Peru Scout Trip: 2007
In May, we scouted a trip to Peru for Aerostich Tours. What we found were some of the most breathtaking roads in the world, exceptionally friendly people and fantastic scenery! We are going to put together a tour only for the hardy. It will focus on the adventure side of life. This will not be your cushy chocolate- on-the-pillow-every-night ride, but something a little out of the ordinary and off the beaten path. We will be seeing the real Peru. We will be looking for a select group of riders to enjoy this once-in-a-lifetime experience. Check the Aerostich Tours website for updates on this most amazing ride!
Southern Peru
Now...the pics!
Aerostich International Adventure Team (and assorted social outcasts) The group: Colin, Jeff, Jason, Simon, Phil and Pete. (Representing by Scotland, England, Alaska, and Colorado) The Bikes: BMW F650 GS, F 650 GS Dakar (Representing Bavaria)
The Start: Arica, Chile: Dryest Place on Earth.
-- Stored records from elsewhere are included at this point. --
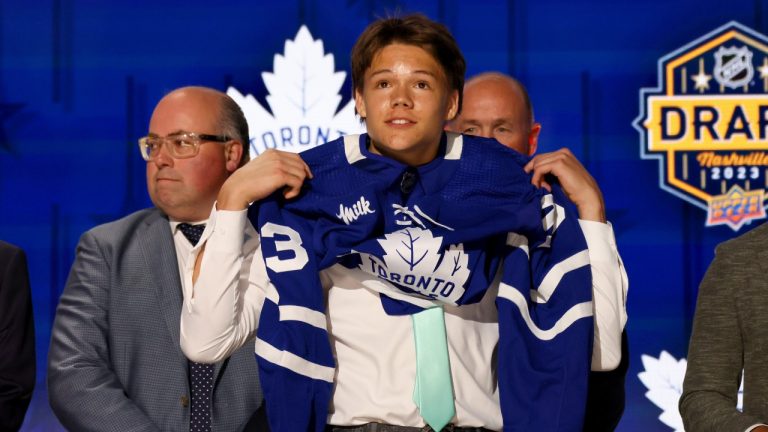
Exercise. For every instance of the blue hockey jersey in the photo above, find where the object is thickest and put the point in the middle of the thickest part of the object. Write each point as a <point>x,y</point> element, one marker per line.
<point>438,233</point>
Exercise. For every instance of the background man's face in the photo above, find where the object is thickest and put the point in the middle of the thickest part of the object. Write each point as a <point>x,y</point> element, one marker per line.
<point>185,189</point>
<point>495,108</point>
<point>405,101</point>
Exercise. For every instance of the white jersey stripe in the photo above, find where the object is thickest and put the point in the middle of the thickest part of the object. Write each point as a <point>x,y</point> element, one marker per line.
<point>352,148</point>
<point>303,314</point>
<point>552,279</point>
<point>293,362</point>
<point>577,312</point>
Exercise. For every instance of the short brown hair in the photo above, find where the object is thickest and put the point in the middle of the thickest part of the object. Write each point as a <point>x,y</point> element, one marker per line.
<point>234,125</point>
<point>416,30</point>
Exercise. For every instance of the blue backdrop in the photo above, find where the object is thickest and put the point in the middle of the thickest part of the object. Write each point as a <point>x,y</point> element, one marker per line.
<point>79,78</point>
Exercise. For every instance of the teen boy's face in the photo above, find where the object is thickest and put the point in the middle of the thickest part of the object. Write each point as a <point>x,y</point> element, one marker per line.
<point>405,101</point>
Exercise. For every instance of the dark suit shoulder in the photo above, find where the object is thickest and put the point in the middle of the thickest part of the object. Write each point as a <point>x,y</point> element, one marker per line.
<point>127,224</point>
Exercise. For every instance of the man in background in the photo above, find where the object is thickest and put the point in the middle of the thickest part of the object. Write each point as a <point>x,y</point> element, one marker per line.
<point>497,106</point>
<point>730,341</point>
<point>17,338</point>
<point>114,362</point>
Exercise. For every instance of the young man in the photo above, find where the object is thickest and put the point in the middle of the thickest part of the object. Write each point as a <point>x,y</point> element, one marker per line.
<point>407,226</point>
<point>497,106</point>
<point>114,363</point>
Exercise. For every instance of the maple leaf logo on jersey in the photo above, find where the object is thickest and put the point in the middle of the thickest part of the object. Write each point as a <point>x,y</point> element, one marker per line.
<point>303,97</point>
<point>415,259</point>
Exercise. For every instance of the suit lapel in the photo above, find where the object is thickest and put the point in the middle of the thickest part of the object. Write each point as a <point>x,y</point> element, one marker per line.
<point>158,247</point>
<point>160,250</point>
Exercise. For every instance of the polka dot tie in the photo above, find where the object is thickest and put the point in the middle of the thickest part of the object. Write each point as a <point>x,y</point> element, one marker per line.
<point>200,375</point>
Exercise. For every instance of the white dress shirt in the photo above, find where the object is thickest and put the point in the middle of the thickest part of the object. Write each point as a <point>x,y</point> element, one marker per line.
<point>374,351</point>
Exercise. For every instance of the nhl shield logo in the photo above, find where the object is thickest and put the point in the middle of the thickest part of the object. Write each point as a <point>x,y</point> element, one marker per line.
<point>707,124</point>
<point>733,66</point>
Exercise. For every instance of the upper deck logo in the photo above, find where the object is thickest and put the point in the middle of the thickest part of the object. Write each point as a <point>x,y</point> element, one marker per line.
<point>303,98</point>
<point>707,124</point>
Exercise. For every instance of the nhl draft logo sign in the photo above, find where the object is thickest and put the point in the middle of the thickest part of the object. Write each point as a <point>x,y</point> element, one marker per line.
<point>303,98</point>
<point>707,124</point>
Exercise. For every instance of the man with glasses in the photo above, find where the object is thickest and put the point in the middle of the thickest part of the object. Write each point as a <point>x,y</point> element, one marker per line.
<point>114,361</point>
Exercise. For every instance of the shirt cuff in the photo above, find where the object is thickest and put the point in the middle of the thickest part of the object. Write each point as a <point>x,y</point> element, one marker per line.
<point>600,240</point>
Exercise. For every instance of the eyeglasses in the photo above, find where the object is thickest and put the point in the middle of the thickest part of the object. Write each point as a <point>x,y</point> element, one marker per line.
<point>180,146</point>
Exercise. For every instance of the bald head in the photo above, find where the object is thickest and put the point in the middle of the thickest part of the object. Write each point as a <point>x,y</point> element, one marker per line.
<point>186,187</point>
<point>497,106</point>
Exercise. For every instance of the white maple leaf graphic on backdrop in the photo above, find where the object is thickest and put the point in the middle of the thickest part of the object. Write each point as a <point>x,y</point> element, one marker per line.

The taxi driver told us that it hadn't rained in Arica for four years! It is known as the city of eternal spring- never too hot, never too cold, all year long. Rivers running out of the Andes act as thriving oases. Cattle, corn, onions, people...you can grow just about anything within the narrow river valley. Just five feet from these lush ribbons is No Man's Land.
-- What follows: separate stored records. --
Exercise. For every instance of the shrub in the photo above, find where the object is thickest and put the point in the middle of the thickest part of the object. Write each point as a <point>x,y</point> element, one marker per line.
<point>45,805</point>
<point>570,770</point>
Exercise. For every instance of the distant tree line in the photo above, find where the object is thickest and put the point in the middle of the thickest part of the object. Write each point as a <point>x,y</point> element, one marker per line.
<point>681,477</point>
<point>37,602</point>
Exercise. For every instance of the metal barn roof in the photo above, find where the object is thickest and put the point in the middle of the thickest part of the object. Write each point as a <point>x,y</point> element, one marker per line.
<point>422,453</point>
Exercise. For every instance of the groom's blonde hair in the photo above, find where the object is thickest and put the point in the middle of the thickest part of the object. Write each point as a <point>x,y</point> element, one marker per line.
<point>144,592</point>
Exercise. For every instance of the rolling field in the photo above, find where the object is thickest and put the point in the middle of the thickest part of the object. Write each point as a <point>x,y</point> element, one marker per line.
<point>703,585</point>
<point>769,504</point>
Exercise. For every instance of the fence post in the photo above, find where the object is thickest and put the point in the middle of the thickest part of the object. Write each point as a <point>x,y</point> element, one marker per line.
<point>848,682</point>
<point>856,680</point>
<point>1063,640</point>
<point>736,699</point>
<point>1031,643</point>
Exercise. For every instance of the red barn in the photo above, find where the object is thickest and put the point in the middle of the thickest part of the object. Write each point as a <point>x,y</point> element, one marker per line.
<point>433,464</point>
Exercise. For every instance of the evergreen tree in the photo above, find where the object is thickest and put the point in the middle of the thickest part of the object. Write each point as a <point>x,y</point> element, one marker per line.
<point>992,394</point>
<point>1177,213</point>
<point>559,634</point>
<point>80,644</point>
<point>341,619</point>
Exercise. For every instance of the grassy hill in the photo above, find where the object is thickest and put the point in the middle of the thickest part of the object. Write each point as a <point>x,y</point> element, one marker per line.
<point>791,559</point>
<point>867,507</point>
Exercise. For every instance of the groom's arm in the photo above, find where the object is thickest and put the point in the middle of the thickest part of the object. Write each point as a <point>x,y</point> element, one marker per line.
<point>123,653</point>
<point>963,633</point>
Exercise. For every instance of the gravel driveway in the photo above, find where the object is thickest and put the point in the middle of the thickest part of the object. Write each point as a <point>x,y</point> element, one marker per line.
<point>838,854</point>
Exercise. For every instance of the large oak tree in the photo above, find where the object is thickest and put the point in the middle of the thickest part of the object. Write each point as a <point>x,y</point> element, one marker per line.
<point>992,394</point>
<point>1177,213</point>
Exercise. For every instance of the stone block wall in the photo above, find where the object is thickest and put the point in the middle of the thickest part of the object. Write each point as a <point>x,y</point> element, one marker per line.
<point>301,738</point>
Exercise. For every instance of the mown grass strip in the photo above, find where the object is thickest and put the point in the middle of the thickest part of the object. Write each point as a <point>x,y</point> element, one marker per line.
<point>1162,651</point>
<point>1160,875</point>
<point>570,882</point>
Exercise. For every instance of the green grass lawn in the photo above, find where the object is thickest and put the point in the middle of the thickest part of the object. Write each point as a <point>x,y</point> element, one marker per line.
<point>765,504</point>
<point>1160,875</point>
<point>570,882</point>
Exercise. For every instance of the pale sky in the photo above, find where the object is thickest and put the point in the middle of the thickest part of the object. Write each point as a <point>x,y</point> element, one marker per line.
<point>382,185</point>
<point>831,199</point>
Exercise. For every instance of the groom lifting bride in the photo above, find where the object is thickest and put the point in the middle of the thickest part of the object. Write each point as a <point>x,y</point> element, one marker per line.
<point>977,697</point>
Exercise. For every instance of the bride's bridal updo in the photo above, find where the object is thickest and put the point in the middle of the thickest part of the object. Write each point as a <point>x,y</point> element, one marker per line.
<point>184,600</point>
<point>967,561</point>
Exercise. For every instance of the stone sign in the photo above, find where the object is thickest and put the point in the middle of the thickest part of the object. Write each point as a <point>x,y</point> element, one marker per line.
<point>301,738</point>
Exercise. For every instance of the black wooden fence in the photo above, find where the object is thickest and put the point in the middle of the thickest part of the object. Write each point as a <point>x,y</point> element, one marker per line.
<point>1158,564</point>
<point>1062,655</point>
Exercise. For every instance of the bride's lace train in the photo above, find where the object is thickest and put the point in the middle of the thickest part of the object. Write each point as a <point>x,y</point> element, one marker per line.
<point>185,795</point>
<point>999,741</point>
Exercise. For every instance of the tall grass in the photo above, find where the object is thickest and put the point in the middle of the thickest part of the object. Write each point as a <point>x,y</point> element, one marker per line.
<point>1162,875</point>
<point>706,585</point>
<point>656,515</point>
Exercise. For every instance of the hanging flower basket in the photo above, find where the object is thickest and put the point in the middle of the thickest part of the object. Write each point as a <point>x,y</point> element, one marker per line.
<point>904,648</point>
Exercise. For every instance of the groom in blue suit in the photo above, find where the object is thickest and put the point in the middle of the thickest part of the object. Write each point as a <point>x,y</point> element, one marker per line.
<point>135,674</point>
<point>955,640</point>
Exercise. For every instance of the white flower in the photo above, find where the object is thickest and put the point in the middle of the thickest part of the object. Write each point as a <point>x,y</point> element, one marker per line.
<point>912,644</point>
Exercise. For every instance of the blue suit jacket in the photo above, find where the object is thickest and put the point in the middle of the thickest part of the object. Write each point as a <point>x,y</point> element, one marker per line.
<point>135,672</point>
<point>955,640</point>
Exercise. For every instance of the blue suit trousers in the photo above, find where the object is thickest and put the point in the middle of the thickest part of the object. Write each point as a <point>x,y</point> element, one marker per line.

A couple of Arica locals give us some advice on life, women, and the possibility of happiness. They knew a lot for a couple of ten-year- olds. We found the Chileans - and especially the Peruvians - to be friendly, helpful and proud. More than a couple of times, folks went out of their way to show us around town and even guide us by their own car or motorcyle through their stomping grounds. En Fin: The people are amazing and want to showcase their country!! Riding around, were recieved many smiles and waves.The idea that riding in South America is dangerous and not worth visiting was proven as simply NOT TRUE. Peru, especially, is a must-see!
The riding outside of Arica was great. We climbed up to 11,500 feet, to the town of Pucre, in just 80 miles. The pavement was in good condition, except for the occasional rock, tricycle, llamma, cow, tricycle taxi, brocken down bus, pothole, chicken, dogs, piles of rocks in front of brocken down cars, sand dunes..........
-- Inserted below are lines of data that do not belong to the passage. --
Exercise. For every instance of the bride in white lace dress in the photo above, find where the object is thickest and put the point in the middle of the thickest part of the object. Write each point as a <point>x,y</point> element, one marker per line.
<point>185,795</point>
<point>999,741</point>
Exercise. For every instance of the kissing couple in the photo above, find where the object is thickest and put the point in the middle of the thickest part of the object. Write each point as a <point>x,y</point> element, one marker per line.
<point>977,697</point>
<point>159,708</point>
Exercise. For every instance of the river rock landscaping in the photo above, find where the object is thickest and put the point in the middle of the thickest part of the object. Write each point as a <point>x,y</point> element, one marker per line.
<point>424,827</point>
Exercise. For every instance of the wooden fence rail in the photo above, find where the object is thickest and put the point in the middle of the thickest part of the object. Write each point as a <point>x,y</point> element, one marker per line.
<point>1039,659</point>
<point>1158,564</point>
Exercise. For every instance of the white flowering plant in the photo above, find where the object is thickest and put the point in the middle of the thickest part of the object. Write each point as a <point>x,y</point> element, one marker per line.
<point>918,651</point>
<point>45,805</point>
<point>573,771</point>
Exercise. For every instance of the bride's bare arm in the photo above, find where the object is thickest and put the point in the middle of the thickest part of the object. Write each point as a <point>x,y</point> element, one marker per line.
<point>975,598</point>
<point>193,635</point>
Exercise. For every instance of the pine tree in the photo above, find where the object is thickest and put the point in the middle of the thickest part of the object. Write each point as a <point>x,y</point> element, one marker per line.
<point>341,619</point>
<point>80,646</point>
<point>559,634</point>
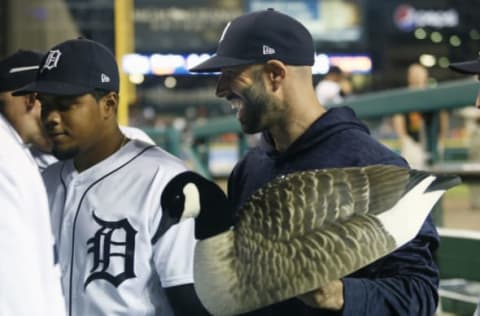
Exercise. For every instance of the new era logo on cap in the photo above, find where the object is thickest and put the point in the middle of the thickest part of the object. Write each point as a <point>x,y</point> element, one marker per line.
<point>75,67</point>
<point>104,78</point>
<point>267,50</point>
<point>259,36</point>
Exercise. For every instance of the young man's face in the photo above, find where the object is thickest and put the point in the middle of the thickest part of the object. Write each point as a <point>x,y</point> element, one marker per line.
<point>73,123</point>
<point>245,89</point>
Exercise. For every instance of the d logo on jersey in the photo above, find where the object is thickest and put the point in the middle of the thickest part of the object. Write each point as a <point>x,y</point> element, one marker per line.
<point>107,250</point>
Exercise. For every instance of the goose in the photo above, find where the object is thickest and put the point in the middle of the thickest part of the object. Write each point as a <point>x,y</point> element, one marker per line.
<point>298,232</point>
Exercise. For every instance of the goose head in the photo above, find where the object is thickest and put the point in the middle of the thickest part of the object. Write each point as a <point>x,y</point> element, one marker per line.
<point>189,195</point>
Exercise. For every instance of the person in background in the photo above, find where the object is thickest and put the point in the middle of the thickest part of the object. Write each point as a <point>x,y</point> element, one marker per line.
<point>119,254</point>
<point>471,67</point>
<point>29,279</point>
<point>412,128</point>
<point>23,112</point>
<point>333,87</point>
<point>265,60</point>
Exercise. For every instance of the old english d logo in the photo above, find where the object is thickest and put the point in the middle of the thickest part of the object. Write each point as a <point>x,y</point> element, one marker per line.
<point>104,248</point>
<point>52,60</point>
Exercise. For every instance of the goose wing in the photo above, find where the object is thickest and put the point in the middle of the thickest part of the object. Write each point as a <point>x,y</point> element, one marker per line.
<point>306,229</point>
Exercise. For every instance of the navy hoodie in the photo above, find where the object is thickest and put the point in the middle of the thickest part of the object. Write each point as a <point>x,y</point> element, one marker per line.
<point>402,283</point>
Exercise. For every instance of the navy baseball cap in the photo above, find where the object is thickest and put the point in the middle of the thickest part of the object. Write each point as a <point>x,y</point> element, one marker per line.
<point>75,67</point>
<point>260,36</point>
<point>19,69</point>
<point>467,67</point>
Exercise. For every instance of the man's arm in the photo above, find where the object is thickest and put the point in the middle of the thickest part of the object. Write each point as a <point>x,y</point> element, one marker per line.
<point>184,301</point>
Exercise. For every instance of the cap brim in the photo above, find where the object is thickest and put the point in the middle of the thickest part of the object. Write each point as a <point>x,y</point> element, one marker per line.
<point>216,63</point>
<point>466,67</point>
<point>52,88</point>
Sunset in Arica, Chile. Next Day, north to Peru.
Crossing into Peru takes patience and a sense of humor....but mostly patience.
There are lines here...
There are lines there...
And, after four hours and six stamps....
We are officially, physically and legally.... in Peru.
Sunset over Plaza de Armas, Arequipa, Peru.
Behind Arequipa lurks Nevado Chachani, at 19, 931 feet.
We made a short sojourn to Cotahuasi Canyon, the deepest canyon in the world. It is twice the depth of the Grand Canyon. The road into town was a tough ride in, offering everything from deep sand to loose gravel to powdery dust. To those who have ridden the Copper Canyon in Mexico: This is right down your alley!
We travelled through the "Valley of the Volcanoes". Two 20,000 + foot volcanoes played sentinals as we rode across the altiplano.....high country... that was in excess of 15,600 feet in altitude.
Mt. Nevado Coropuna. 21, 696 feet.
Mt. Nevado Salimana. 20,745 ft Llamas grazed as we wheezed from the lack of oxygen.
The decent into the town of Cotahuasi was not only dangerous, but fun. We snaked down almost 7,000 feet to the modest pre-Incan town. What a ride! This one is definately not for everyone, as the road conditions, altitude, and distance took their toll on rider and machine. To the adventurous: It would be rude to pass this ride up! Their are hidden treasures in this valley, but they come without tourist infrastructure, and/or toilet seats.
The riding around Cotahuasi is worth at least three days. There are hotsprings, remote towns, switch-back side roads, and hikes to epic waterfalls.
Here we are, bobbing around the local thermal hotspings. Plato del dia: Sopa-del-gringo.
Gasoline Station: downtown Cotahuasi.
Main Street, Cotahuasi, Peru.
As we leave Cotahuasi, we all wished we could have had more time. Lupine flourishes at 13,000 feet. It took us over an hour to reach this point from the town.
Rest stop in the Valley of the Volcanoes. It takes over four hours of on-the-pegs riding to get from the town of Cotahuasi to the nearest gas at Chuquibamba.
Mountains merge into the sky in this mystic place.
Popcorn crawdads for lunch.
Coastal Peru. The Panamerican Highway cuts north along the Peruvian Coast. No traffic, no towns..... just riding. If you like paved curves, crashing waves, and sand dunes, then this is your kind of place.
The lines at Nazca are some of the most mysterious archaeological remains in the world.
Pete had a hard time seeing them.
Climb and descend over 15,000 feet before lunch.
Guinnea Pig: Not just for pets anymore!
Machu Pichu
Plaza de Armas, Cuzco, Peru. Pre-colonial archetecture, finger puppets and one great motocycle bar/restaurant:
Incan rockwork
You can take the boy out of Scotland....
Hotel Check-out and time to ride.
Apparently, when they divided up the lake, Peru got the "Titi", and Bolivia got the rest....
The places we stayed ranged from mid-range to very comfortable.
"Bird Shot"
One last blast along the coast to Antofagasta, Chile
Motorcycling is good for the soul.
End Pic:
Even if you are doing something wrong, it does not mean that you are a bad person.